Royal Ministry of Transport

Agency overview
- Formed: 22 February 1946; 80 years ago
- Preceding agency: Ministry of Labour;
- Jurisdiction: Government of Norway
- Headquarters: Oslo
- Minister responsible: Jon-Ivar Nygård, Minister of Transport;
- Agency executive: Villa Kulild, Secretary General;
- Website: Official website

Footnotes
- List of Norwegian ministries

= Ministry of Transport (Norway) =

Government ministry of Norway

The Royal Norwegian Ministry of Transport, also referred as Ministry of Transport and Communications (Samferdselsdepartementet, SD) is a Norwegian ministry established in 1946, and is responsible for transportation in Norway. The ministry was responsible for communication infrastructure until may 2019, when the responsibility for the Norwegian Communications Authority was transferred to Ministry of Local Government and Regional Development. Since October 2021, the ministry has been headed by Jon-Ivar Nygård of the Labour Party.

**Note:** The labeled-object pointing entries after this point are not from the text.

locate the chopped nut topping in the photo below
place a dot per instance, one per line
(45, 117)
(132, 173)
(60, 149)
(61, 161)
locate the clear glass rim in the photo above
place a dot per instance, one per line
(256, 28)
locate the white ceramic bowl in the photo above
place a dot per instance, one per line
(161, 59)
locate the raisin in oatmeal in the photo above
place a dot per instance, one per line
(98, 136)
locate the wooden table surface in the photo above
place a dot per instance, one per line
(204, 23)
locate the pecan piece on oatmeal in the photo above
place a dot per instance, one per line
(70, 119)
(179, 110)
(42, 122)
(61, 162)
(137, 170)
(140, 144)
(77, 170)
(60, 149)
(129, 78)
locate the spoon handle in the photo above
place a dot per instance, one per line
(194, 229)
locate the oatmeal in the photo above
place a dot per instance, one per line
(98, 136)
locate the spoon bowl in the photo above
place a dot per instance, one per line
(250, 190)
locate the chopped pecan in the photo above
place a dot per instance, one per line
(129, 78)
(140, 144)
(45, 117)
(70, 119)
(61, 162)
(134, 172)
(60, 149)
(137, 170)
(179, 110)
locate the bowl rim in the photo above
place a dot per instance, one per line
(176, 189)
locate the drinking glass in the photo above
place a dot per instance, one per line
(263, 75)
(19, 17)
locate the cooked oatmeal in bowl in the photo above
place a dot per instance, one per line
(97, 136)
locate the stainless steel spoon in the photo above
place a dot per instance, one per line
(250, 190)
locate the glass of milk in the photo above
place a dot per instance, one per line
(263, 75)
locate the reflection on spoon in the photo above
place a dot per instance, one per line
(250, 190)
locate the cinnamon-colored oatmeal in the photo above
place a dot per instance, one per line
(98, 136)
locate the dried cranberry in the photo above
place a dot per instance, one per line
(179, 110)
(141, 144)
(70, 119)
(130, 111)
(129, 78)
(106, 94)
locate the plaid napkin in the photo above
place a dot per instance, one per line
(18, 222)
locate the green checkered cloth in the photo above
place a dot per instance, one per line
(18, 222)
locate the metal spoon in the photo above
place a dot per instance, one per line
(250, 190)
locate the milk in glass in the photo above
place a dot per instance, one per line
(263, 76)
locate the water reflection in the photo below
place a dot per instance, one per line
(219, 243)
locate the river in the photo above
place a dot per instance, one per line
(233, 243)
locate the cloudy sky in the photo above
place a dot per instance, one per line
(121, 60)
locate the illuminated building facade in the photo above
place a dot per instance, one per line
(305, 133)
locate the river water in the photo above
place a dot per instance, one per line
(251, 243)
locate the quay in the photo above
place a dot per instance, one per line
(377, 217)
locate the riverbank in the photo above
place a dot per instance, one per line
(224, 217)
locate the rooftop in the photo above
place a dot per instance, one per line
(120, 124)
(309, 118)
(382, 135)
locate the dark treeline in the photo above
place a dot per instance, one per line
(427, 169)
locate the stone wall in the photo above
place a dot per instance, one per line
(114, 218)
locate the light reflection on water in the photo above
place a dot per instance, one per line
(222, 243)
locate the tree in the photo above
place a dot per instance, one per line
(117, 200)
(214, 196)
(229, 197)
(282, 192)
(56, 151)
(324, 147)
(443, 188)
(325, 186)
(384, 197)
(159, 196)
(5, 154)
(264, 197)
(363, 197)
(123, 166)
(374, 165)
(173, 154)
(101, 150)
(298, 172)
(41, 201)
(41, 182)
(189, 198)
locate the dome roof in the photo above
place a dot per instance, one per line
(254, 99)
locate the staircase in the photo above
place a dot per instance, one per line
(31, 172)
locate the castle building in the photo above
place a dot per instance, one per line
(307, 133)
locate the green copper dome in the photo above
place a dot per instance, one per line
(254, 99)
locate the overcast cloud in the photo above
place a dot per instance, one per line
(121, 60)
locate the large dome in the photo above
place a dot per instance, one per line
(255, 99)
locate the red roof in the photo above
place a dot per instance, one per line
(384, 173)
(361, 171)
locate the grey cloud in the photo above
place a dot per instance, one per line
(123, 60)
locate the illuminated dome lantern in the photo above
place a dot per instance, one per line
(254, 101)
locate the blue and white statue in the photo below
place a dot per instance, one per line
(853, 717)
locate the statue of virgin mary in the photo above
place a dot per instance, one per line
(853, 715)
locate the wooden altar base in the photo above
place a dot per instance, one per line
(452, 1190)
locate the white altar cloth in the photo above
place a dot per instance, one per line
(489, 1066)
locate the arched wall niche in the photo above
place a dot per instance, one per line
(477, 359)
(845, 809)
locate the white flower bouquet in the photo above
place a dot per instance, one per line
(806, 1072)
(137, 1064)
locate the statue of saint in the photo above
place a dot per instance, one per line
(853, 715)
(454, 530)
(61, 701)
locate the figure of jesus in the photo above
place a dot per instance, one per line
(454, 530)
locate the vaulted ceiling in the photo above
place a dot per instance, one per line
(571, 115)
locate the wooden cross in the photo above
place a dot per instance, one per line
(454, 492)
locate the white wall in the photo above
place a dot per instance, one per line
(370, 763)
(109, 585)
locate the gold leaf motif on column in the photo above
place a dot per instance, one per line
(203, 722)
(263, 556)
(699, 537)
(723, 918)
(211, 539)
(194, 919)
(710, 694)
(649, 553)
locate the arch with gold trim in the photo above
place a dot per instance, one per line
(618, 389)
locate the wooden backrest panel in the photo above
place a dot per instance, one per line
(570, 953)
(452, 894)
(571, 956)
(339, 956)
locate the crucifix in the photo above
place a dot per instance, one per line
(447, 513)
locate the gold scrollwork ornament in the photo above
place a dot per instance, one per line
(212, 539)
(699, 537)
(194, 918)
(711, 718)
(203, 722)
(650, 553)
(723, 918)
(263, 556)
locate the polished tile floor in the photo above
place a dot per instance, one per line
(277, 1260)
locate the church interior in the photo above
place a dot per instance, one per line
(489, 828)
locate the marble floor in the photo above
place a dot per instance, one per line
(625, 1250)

The department must report to the parliament (Stortinget).

== Organization ==

=== Political staff ===
As of September 2025, the political staff of the ministry is as follows
- Minister of Transport Jon-Ivar Nygård (Labour Party)
- State Secretary Tom Kalsås (Labour Party)
- State Secretary Abel Cecilie Knibe Kroglund (Labour Party)
- Political Adviser Jakob Vorren (Labour Party)
=== Department ===
The ministry has 135 employees and is divided into the following sections:
- Political staff
- Communication Unit
- Department of Management, Administration and Public Safety and Security
- Department of Civil Aviation, Postal services and Procurement of Non-Commercial Transport
- Department of Planning and Rail transport
- Department of Public Roads, Urban Mobility and Traffic Safety

=== Subsidiaries ===
Under the ministry there are seven administrative agencies and four state-owned limited companies:
- Avinor (Airport operator, company)
- Bane NOR (Railway infrastructure, company)
- Baneservice (Construction, company)
- Norwegian Accident Investigation Board
- Norwegian Civil Aviation Authority
- Norwegian Railway Directorate
- Norwegian Railway Inspectorate
- Technical Supervisory Authority for Cableways
- Vygruppen AS (Vy) (company)
- Entur AS (company)
- Posten (Postal service, company)
- Statens Vegvesen (Public Roads Administration)
The department owned 1/3 of Stor-Oslo Lokaltrafikk that organised the public transport in Akershus.

Note: The railway company Airport Express Train, the Norwegian Maritime Directorate and the Norwegian Ship Registers are subsidiaries of the Norwegian Ministry of Trade and Industry while Kystverket is a subsidiary of the Norwegian Ministry of Fisheries and Coastal Affairs.